Police officers ‘choked’ Jameek Lowery in ambulance, alleges family’s wrongful death lawsuit | Paterson Times Paterson Times

Police officers ‘choked’ Jameek Lowery in ambulance, alleges family’s wrongful death lawsuit

By Jayed Rahman
Published: July 10, 2020

Jameek-Lowery-protest-city-hall

Jameek Lowery, the man who died after begging for help at the Paterson police headquarters last year, was allegedly “choked” by police officers inside an ambulance en route to St. Joseph’s Regional Medical Center, according to a lawsuit.

Shaquana D. Duncan, mother of Lowery’s young child, filed the lawsuit on Wednesday. Her suit says police officers dragged Lowery out of the Frank X. Graves Public Safety Complex, handcuffed his both arms to the stretcher and strapped his waist and legs down to get him inside the ambulance.

Inside, police had to use force to restrain Lowery, who was “physically combative” towards the officers.

“The officers forcibly restrained Decedent’s head and got on top of him holding down his waist with their own bodies. While doing so, Defendants used their hands to punch and strike Decedent about his body and face and choked him around his neck,” reads the 19-page lawsuit.

The lawsuit names police officers Michael Avila, Mucio Lucero, and Kyle Wanamaker. All three are sued in their official capacity and individually.

Avila allegedly straddled Lowery’s “waist and legs forcibly pinning and restraining him to the stretcher” as Wanamaker “stood over his head holding his head and shoulders down.” A paramedic placed a mask on Lowery’s face. One of the officers allegedly pulled the hood of Lowery’s sweatshirt over his face, says the lawsuit.

“During the transport to the hospital, Decedent’s airway was restricted and he was suffering traumatic injuries from being assaulted. Prior to arriving at the hospital, Decedent’s body went limp, he lost consciousness and stopped breathing,” according to the lawsuit.

Upon arrival at the hospital, nurses discovered Lowery did not have a pulse. He was taken out of the ambulance and into the emergency room. Medical staff were able to revive Lowery. He regained pulse, but remained in critical condition suffering from brain damage and organ failure, says the lawsuit

Lowery died on January 7, 2019.

The state medical examiner later determined Lowery died from an adverse reaction triggered by the ingestion of bath salts. Authorities said police use of force did not cause his death.

Lowery’s mother, Patrice King, has rejected the medical examiner’s finding. She has claimed her son was “murdered.”

Lowery’s death sparked multiple nights of protest in Paterson.

The series of event that ended with Lowery’s death began with him ingesting “recreational drugs,” says the lawsuit. He took bath salts, according to authorities.

Lowery called 911 and sought medical help at about 2:45 a.m. on January 5, 2019.

“I think I took too many e-pills, ecstasy pills,” Lowery told the dispatcher, according to recordings obtained by the Paterson Times soon after the incident took place. “I’m paranoid.”

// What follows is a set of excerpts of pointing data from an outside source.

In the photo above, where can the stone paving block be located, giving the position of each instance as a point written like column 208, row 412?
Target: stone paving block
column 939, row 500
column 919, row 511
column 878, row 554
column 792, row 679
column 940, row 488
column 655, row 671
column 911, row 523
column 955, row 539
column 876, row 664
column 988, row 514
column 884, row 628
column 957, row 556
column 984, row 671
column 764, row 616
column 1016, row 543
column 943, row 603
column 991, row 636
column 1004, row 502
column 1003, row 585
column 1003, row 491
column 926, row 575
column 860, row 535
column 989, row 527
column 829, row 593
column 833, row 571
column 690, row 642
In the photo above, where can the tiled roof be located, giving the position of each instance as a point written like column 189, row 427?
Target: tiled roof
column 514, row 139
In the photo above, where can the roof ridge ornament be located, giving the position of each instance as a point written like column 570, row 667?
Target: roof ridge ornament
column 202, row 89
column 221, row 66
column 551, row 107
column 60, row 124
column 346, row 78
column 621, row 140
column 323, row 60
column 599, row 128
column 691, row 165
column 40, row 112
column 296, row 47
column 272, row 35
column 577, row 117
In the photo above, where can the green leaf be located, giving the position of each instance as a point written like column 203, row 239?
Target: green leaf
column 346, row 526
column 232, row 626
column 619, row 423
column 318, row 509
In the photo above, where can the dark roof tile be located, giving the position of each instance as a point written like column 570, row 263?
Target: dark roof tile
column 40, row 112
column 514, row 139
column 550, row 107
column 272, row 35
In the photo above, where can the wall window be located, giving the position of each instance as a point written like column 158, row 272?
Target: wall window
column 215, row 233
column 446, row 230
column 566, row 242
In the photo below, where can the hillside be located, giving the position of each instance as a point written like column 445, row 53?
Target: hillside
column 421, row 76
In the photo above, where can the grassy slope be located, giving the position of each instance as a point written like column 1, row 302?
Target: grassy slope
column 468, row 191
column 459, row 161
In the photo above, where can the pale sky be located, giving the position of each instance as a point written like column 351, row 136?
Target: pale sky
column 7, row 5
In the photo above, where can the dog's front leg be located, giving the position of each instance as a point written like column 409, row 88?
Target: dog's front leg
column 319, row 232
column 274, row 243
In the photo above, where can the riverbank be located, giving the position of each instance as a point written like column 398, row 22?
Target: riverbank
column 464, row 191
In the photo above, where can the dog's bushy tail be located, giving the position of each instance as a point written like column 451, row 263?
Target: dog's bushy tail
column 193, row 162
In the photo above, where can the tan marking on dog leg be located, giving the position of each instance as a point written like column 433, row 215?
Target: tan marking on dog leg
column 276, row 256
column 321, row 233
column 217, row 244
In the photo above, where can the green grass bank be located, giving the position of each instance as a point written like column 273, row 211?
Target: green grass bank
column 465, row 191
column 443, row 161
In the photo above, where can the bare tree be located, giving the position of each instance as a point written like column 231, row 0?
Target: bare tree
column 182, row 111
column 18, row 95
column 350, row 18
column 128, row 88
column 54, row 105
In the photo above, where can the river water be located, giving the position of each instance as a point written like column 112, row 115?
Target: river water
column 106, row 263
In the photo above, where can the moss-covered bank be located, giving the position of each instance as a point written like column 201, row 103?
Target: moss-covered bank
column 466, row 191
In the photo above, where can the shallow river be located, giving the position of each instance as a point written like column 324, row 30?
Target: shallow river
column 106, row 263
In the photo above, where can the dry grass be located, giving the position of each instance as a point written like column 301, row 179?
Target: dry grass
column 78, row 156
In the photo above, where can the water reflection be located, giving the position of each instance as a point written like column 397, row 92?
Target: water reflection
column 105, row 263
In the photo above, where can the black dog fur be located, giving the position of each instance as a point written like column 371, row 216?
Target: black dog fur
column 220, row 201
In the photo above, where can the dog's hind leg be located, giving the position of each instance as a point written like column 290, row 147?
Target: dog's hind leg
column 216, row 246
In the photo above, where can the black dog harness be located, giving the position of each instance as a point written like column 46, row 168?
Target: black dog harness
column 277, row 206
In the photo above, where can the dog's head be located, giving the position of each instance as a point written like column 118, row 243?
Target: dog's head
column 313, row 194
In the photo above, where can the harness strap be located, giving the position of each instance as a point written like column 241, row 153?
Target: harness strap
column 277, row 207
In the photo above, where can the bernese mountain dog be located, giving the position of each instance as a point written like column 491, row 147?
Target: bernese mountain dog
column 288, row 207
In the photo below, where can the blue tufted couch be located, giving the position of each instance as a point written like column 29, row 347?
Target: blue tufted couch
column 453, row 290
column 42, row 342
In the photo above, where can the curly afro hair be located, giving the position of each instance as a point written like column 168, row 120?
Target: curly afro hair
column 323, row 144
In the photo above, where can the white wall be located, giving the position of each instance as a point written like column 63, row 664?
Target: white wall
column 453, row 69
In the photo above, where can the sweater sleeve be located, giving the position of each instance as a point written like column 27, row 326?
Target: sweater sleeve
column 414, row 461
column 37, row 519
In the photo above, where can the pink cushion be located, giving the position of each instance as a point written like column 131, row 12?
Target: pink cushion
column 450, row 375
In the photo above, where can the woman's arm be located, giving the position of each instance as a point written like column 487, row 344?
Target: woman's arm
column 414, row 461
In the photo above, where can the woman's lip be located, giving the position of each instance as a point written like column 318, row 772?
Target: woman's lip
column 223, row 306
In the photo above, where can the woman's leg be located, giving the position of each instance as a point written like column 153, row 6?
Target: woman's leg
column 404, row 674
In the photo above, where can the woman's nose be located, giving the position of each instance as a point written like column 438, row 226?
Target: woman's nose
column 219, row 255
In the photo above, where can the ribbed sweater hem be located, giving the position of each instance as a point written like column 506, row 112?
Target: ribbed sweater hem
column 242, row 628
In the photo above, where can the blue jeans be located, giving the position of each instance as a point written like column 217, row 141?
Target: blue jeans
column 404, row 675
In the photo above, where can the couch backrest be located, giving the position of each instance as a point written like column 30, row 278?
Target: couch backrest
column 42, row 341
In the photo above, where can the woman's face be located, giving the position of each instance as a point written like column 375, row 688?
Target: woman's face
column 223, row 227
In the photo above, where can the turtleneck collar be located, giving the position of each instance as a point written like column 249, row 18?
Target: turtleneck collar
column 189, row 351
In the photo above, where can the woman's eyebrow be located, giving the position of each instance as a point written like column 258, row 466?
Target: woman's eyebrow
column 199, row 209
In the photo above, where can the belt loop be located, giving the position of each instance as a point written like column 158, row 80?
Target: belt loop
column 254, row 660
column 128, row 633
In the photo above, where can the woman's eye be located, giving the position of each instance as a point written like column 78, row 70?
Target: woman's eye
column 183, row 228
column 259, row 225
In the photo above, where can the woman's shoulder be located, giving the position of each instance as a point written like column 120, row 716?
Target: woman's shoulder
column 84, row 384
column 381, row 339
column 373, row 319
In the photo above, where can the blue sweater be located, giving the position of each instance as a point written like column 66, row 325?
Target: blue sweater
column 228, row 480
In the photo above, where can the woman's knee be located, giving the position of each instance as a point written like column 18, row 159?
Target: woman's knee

An ambulance arrived at his residence on Godwin Avenue and took him to St. Joseph’s Regional Medical Center.

At 3 a.m., Lowery arrived at the emergency room. He was accompanied by a “female friend,” according to the lawsuit. He lawsuit does not identify the friend. He was checked by the medical staff at the hospital.

Lowery told doctor Joseph Affortunato he took recreation drugs and was feeling paranoid, says the lawsuit. He “exhibited visible signs of paranoia and strange behavior,” says the lawsuit.

Affortunato discharged him from the emergency room approximately 30 minutes after his arrival. The doctor personally escorted Lowery out of the emergency room, says the lawsuit.

At the waiting room lobby, Lowery continued his “strange behavior,” says the lawsuit.

“He proceeded to jump on furniture and make further commotions. Decedent refused to leave the hospital and engaged in a physical struggle with several hospital security staff when told he had to leave because he was discharged,” says the lawsuit.

The lawsuit alleges Affortunato was informed of Lowery’s behavior, but refused to see him again or change his decision to discharge him from the hospital.

Affortunato and the hospital are named as a defendants in the lawsuit.

Security had to “forcibly escort” Lowery out of the lobby “against his will” into a taxicab, according to the lawsuit.

At 3:30 a.m., Lowery and his friend left the hospital parking lot in a taxicab. He later got out of the cab in middle of the street and walked towards the police headquarters.

At the police station, Lowery sought help. He also did a distressing Facebook Live, where he is seen sweating and stating people were trying to kill him.

Police dispatch called an ambulance to get him help.

Police officers Avila, Wanamaker, Lucero allegedly arrived at the police station while Lowery was at the lobby. Avila and Wanamaker grabbed Lowery from under his arms and dragged him out of the lobby to the ambulance, alleges the lawsuit.

None of the officers were charged with any wrongdoing in the case.

Duncan, mother of Lowery’s minor child, A.L., is seeking an unspecified amount in damages in the lawsuit.